President Cristina Fernandez de Kirchner’s coalition won just 32 per cent of the vote nationwide in Sunday’s mid-term congressional elections in Argentina, according to preliminary results with 43 per cent of the vote counted.
Half the seats in the lower Chamber of Deputies and a third of the seats in the Senate were up for grabs.
Turnout was 77 per cent, election authorities said.
The ruling Front for Victory suffered clear defeats against various opposition parties in the capital Buenos Aires and the four most populous provinces.
The party sustained setbacks in mid-term elections four years ago, but the Centre-Left Fernandez de Kirchner went on to win re-election in just one round of voting with 54 per cent of the vote against a deeply divided opposition.
Fernandez de Kirchner, 60, was unable to campaign in the mid-term elections after undergoing brain surgery on October 8. She cannot stand for re-election in 2015 after serving two consecutive presidential terms.
The preliminary results would leave the Front for Victory with narrow majorities in a National Congress where the opposition remains fractured. Fernandez de Kirchner would have needed two-thirds majorities’ supermajorities to push through a constitutional change lifting Argentina’s presidential term limits.

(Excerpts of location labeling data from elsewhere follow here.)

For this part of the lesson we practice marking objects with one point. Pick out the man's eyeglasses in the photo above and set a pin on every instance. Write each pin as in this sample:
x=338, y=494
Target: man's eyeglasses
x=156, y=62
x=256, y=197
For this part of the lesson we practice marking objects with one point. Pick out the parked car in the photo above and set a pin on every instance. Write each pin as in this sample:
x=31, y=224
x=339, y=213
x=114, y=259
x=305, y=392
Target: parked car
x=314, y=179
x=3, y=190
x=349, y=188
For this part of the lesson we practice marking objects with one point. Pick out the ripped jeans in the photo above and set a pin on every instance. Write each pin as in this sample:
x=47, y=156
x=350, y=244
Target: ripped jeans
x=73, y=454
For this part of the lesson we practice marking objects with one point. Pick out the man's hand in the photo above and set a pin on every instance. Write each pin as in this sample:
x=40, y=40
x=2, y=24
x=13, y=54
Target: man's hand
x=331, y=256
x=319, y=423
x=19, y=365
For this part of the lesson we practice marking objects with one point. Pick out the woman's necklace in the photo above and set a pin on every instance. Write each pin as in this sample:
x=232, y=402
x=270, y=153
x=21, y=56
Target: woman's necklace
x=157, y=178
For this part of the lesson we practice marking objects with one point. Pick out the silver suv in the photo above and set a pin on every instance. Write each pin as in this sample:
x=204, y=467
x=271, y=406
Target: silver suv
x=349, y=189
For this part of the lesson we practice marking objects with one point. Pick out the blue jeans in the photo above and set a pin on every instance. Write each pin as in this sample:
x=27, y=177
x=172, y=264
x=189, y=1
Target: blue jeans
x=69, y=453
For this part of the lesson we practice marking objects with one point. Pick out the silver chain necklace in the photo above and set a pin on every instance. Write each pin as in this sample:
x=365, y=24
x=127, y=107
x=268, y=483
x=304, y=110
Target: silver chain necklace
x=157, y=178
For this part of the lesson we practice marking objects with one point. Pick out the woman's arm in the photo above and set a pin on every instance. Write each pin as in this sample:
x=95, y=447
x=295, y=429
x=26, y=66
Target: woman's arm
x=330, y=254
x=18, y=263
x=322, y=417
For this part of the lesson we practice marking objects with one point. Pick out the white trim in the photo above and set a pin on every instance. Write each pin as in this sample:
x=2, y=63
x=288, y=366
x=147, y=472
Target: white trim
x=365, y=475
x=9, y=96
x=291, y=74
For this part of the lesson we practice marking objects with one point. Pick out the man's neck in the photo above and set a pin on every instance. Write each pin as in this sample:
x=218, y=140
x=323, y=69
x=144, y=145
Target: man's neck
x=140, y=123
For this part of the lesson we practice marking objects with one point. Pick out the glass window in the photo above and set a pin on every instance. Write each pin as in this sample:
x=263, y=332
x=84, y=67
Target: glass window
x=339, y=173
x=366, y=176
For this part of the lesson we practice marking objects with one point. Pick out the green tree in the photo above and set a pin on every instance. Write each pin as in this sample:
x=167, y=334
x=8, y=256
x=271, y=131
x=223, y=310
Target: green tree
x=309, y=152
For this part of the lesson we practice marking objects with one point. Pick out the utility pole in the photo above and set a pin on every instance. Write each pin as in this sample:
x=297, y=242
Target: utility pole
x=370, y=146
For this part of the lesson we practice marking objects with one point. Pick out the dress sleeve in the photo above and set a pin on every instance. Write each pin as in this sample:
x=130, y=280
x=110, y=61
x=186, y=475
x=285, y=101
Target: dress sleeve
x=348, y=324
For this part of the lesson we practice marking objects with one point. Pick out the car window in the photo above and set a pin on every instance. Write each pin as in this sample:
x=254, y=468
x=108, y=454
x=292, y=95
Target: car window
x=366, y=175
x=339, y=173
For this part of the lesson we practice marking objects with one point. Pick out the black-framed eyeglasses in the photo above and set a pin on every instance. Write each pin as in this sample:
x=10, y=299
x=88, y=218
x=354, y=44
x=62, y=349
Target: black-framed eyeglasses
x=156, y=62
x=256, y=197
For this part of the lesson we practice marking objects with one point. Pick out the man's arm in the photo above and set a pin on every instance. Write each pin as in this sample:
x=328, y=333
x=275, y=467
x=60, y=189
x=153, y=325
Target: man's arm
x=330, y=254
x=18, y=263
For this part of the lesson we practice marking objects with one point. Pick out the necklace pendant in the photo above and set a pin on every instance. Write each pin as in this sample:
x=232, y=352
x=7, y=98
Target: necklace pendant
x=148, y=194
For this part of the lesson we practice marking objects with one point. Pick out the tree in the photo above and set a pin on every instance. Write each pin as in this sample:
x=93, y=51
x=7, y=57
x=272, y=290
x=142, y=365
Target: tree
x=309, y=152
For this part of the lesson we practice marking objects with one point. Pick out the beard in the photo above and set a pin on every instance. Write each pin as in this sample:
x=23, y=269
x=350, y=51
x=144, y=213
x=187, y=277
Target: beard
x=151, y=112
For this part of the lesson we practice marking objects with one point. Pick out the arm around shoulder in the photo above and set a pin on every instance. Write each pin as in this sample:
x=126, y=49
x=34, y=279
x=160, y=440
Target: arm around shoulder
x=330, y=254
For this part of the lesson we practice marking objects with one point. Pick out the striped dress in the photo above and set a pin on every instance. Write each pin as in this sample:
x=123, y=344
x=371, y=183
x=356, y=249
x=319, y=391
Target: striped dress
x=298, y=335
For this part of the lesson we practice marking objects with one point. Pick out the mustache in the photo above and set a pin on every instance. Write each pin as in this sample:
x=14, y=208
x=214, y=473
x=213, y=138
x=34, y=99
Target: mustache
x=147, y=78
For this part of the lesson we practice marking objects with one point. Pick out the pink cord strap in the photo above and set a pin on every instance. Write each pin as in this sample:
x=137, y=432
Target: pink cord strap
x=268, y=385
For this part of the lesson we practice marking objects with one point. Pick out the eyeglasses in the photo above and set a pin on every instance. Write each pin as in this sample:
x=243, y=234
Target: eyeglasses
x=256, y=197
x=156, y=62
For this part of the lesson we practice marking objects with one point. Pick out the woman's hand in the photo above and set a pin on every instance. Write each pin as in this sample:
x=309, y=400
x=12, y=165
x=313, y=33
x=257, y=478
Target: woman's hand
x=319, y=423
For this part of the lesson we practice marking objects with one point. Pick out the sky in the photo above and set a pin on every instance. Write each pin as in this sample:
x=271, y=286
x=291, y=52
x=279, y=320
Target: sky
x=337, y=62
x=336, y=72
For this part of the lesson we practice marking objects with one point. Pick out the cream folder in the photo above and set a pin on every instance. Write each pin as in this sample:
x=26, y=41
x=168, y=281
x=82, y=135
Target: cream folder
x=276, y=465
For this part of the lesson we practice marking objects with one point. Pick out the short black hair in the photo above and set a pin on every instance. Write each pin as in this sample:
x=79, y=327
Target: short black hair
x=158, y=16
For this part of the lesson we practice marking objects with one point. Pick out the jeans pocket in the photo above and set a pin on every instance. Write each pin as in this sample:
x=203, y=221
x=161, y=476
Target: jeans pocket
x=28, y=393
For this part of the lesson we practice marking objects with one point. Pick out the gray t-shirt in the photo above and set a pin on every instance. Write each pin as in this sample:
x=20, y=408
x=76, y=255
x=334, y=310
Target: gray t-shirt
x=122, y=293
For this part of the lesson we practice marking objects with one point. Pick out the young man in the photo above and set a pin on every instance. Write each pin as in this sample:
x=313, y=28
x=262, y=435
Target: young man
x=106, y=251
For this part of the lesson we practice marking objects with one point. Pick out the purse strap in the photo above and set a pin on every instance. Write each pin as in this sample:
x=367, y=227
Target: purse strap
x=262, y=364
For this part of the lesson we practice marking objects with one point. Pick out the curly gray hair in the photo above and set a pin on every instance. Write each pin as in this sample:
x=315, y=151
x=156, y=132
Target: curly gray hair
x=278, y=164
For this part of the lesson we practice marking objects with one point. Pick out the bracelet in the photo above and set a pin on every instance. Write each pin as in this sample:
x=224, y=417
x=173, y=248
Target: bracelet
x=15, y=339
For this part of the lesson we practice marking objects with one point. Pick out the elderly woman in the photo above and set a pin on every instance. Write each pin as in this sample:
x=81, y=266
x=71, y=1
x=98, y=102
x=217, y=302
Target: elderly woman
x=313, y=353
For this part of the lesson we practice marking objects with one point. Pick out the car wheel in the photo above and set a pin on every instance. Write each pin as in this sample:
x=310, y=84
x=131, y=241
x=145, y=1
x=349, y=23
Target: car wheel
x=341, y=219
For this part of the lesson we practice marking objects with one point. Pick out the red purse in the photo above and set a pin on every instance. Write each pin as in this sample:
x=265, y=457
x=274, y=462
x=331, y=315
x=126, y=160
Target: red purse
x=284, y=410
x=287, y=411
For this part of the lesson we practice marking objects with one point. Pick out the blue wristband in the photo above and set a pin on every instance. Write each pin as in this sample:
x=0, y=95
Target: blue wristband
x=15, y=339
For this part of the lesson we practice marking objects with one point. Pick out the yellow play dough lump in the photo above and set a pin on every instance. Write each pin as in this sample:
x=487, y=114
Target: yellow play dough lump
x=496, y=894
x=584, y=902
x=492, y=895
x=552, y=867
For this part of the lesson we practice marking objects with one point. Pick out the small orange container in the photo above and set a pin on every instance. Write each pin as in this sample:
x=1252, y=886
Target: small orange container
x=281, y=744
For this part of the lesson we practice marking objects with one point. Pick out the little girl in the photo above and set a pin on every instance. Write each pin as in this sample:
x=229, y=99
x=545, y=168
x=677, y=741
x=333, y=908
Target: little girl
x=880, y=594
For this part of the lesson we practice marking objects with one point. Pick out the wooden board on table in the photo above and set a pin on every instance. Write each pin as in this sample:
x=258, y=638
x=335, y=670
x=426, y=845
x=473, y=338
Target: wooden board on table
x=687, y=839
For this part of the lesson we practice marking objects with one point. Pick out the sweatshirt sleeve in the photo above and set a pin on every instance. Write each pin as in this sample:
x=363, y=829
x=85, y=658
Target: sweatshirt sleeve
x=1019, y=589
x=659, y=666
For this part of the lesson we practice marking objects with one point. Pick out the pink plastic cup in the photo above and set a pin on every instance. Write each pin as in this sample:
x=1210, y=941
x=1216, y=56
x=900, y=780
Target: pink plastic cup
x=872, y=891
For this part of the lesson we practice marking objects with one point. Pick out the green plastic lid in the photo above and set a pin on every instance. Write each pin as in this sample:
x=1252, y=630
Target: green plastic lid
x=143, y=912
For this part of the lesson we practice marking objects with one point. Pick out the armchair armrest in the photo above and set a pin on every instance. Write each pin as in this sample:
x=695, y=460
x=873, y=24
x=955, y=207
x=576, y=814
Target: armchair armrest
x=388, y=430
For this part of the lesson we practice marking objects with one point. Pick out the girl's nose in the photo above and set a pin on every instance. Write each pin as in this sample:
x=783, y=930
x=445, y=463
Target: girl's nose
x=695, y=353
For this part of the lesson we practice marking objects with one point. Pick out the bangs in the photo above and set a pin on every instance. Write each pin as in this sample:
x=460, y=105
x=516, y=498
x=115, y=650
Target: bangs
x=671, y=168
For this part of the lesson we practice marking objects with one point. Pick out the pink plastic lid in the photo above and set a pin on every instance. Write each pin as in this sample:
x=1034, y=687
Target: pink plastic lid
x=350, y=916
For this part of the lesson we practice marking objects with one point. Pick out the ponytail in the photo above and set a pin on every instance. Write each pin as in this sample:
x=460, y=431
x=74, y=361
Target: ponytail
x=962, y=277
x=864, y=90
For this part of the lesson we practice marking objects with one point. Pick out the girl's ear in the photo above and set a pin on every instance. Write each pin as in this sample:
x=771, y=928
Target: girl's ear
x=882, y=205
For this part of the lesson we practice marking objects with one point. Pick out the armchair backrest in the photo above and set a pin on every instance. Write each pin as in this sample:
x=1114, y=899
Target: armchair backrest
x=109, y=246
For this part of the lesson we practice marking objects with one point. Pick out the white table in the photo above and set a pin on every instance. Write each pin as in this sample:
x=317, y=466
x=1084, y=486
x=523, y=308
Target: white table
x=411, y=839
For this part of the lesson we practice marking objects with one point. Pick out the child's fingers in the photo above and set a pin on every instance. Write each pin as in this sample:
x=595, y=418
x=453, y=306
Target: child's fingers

Support for the coalition after 10 years in power has eroded amid rampant crime, unpopular import restrictions and high inflation, which is widely regarded as exceeding 20 per cent amid a lack of credible official figures.
While the opposition remains divided, the ruling party lacks a natural presidential candidate to succeed Fernandez de Kirchner.
Sunday was the third anniversary of the death of the president’s husband and immediate predecessor, Nestor Kirchner, founder of a political movement known as Kirchnerismo. He was president from 2003.